The NYPD is arresting fewer drunk drivers — and it’s costing more than lives.

According to a bombshell report issued today by the Independent Budget Office, arrests of impaired drivers have fallen from a recent peak of 9,879 in 2013 to 5,339 in 2019, a drop of about 46 percent.

Meanwhile, the number of fatal or injury-causing crashes caused by a drug- or booze-addled driver has risen from 942 in 2015 to 1,234 in 2019, a 31-percent increase, the report shows.

“One would hope that the numbers have gone down because there’s less of a problem, but the crash data doesn’t indicate that that’s the case,” said Bernard O’Brien, who authored the report after comparing state crash data with state arrest numbers. “Such a trend figure is noteworthy and raises some interesting questions.”

(We reached out to the NYPD and City Hall with some of those interesting questions and will update this story if we hear back.)

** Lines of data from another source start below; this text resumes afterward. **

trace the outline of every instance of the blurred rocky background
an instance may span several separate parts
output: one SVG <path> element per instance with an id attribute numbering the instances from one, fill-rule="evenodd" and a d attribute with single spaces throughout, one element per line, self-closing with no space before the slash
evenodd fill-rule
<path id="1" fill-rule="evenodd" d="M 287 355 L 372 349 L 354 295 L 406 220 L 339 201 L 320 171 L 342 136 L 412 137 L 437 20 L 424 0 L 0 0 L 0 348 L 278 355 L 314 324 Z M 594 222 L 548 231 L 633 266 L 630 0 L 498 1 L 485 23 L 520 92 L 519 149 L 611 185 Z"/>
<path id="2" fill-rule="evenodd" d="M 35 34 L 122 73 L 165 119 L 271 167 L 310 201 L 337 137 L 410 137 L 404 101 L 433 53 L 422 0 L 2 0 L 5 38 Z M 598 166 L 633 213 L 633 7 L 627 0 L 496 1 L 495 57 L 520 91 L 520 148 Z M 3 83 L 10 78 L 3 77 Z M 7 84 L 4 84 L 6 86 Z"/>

Data and Graphic: Independent Budget Office
Data and Graphic: Independent Budget Office

The data not only raise questions of policy and police practices, but also show the deep cost of drunk driving — and not only in the thousands of people who are killed or injured by drunk drivers in New York City every year. Beyond that, the city is receiving millions less from the state’s Special Traffic Options Program for Driving While Impaired (STOP-DWI) program, which collects fines and penalties from convicted drunk drivers and then reallocates it back to the jurisdiction where the arrest was made.

In 2012, the city recouped $7 million from the fund. Last year, the city got back only about $2.5 million — a drop of almost 65 percent.

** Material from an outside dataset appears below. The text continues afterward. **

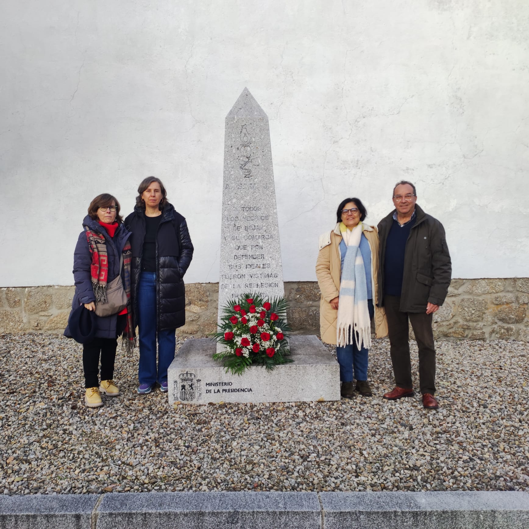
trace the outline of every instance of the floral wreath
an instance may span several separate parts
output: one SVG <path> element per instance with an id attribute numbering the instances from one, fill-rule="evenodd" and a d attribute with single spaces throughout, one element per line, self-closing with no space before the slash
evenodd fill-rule
<path id="1" fill-rule="evenodd" d="M 213 333 L 224 350 L 213 358 L 224 362 L 226 372 L 241 375 L 252 365 L 271 371 L 276 366 L 293 360 L 290 355 L 284 297 L 271 302 L 257 294 L 245 294 L 222 308 L 218 330 Z"/>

The report also comes as activists at Transportation Alternatives and Families for Safe Streets are still smarting over the failure of the state legislature to pass legislation to lower the threshold of drunk driving from .08 blood-alcohol content to .05.

TA Deputy Director Marco Conner DiAquoi also pointed out that enforcement is only one tool at the mayor’s disposal — and one that would be less needed if roads were properly designed to prevent reckless driving.

“The increase in crashes is deeply disturbing but Vision Zero should not be centered around police enforcement,” he said. “Street design is always on duty. If Mayor de Blasio had more quickly and aggressively scaled street safety redesign projects, our streets citywide would prevent drivers from causing harm and would protect vulnerable street users from crashes in the first place.”

O’Brien could not offer any theories as to why DWI arrests would be down in a period when serious DWI crashes is up, but it’s not hard to come up with possible reasons. Misdemeanor arrests have fallen generally speaking since Mayor de Blasio took office, so it’s not inconceivable that the NYPD has altered its approach in other areas, too. One law enforcement observer (who requested anonymity because he works with police) speculated that DWI arrests are always dangerous and fraught — indeed a police officer was killed earlier this year by a drunk driver as he secured the scene of an unrelated crash — and officers may not feel confident that aggressive arrests will play well in the current climate.

The New York Times has also reported that breath tests administered in the field are unreliable, so there is a chance that such information has played a role in the drop in arrests.

But the numbers should be alarming if only because the trendlines are going in the wrong direction — and show a contrast to hype from companies such as Uber that claim to have played a role in reducing drunk driving. And the data definitely suggests that the NYPD is not being proactive about DWI arrests.

Meanwhile, recreational use of marijuana has been, effectively, legalized in the city, though the IBO report does not include crashes after 2019. Research from states and cities that have legalized pot is inconclusive whether legalization increases intoxicated driving, given that many would-be impaired drivers may simply have shifted from booze to bongs.

“Historically, the collection of such data in drug-impaired driving cases has been sporadic or nonexistent,” Neil Axel,a District Court judge in Maryland, wrote for the American Bar Association last year. “With the absence of good, hard historical data, it is difficult to make the necessary comparisons to reliably ascertain the precise impact that marijuana legalization has had on the number of drug-impaired fatalities.”